In Chapter 1 we highlighted an example of failed handover in a tragic case report. This example underscores the difficulty that doctors, as a craft group, often have when we try to talk about communication problems. When trying to explain why an adverse event has occurred, we frequently invoke ‘poor communication’ as a contributing factor. Deeper discussion, however, often proves to be a woollier beast, and we often retreat to the comforting realm of the technical, where the landscape is reassuringly familiar and the outlines are, for us, more clearly defined. Unfortunately the mammoth in the room cannot be ignored; under systematic scrutiny, ‘communication failure’ consistently represents one of the lead contributors to serious adverse events. Most recently, analysis of AIMS report data in an Australian area health service revealed that communication problems were the largest single contributing factor to severe and/or life-threatening clinical incidents over a 2-year period (2007–2009).
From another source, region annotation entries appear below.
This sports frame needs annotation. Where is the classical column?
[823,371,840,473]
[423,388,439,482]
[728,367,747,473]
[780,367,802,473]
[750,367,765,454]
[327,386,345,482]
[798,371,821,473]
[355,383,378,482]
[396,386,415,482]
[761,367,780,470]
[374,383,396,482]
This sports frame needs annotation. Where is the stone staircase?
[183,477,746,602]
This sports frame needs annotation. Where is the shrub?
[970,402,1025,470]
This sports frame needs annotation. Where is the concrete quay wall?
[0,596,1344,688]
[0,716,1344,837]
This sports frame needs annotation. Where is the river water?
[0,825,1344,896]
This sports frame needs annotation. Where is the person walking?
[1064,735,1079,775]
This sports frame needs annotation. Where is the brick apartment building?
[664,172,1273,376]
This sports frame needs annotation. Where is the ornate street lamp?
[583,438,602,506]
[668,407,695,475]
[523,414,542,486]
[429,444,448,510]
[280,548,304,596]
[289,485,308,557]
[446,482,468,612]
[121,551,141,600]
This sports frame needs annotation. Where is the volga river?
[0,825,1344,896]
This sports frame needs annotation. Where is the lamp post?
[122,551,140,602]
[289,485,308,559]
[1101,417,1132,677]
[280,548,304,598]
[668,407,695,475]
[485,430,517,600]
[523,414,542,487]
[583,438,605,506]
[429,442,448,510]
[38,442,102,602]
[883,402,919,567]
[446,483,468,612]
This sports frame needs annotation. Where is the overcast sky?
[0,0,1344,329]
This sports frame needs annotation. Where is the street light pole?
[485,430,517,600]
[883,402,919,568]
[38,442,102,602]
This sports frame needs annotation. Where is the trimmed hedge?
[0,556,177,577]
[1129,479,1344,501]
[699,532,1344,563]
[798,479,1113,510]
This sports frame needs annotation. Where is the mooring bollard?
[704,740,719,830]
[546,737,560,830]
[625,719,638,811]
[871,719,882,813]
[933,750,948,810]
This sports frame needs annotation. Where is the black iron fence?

Perhaps if we develop a better vocabulary of the types of communication errors that occur commonly in the workplace, we can be more articulate about them and develop more focused strategies to overcome them. Communication can be defined as the transfer of meaning from one person to another. For the purposes of developing practical communication tools, communication can be broken down into a package of signals sent from one person—the transmitter— to another—the receiver. These signals are both verbal and non-verbal. It is essential to realize that as social beings we are all constantly ‘transmitting’ signals—not just in the content of our words, but the types of words we use, the tone of our voice, our facial expressions, our body language, our physical proximity to others, the way we dress, the material possessions we display, etc. At any one time most of us are only partly conscious of the total package of what we are ‘saying’ to others. At the same time we are constantly receiving signals and, to a greater or lesser extent, trying to read meaning into and ‘make sense’ of these perceptions. Again often we are only partly conscious of the meaning of the ‘vibes’ we receive; yet they can have a profound impact on what we hear from others.